State Sen. Anthony Hardy Williams, a Democratic candidate for Philadelphia mayor, on Wednesday offered a three-pronged prescription for raising $200 million for city schools that includes shifting more property taxes to the district.

The plan turns on the support of three bodies Williams would have no control over as mayor: the legislature, City Council, and the Philadelphia School Partnership, a nonprofit that funds school reform efforts.

Williams said his plan was aimed at funding two-thirds of the $300 million being sought by Philadelphia Superintendent William R. Hite Jr. to remake the struggling district. Of that $300 million, about $100 million would be expected to come from the city and $200 million from the state.

To raise $200 million, Williams suggested three sources.

First, $50 million could be raised by increasing the percentage of city property tax designated for the School District from 55 percent to 60 percent, he said.

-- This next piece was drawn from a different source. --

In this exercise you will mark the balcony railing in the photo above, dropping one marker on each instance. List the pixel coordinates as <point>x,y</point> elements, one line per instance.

A bill to that effect was introduced in Council last year by Councilwoman Maria Quiñones Sánchez. In an interview Wednesday, Sánchez said the bill languished because of opposition from the Nutter administration, which did not feel it could find budget trims needed to offset the revenue lost to the schools. It also faced headwinds from Council leadership, she said, which was pressing for a cigarette tax to fund the schools.

Sánchez said the bill could be easily revived and would likely find more support. "I think this has become a very viable option," she said.

As for offsetting the funds lost to the city, Sánchez noted that the administration was able to find hundreds of millions of dollars in cuts in 2008 when there was a financial crisis. She said $50 million for schools should be possible.

Williams' plan counts on $100 million from the state in reimbursement for costs incurred when students shift to charter schools. Gov. Wolf's proposed budget calls for $76 million in reimbursements, Williams said, adding that he would press for the higher figure.

Finally, another $50 million would come from the partnership, which has offered $25 million to cover costs associated with new charter schools. Williams said he spoke to partnership officials Wednesday and asked that they sweeten the proposal by $25 million for needs in traditional public schools.

Kristen Forbriger, director of public affairs for the partnership, was noncommittal.

"We have had conversations with Sen. Williams," she said. "Not much has changed. We are still interested in supporting the district and its plans for creating decent, high-quality schools of both types, charter and district schools. We remain willing to discuss how we can assist the district financially."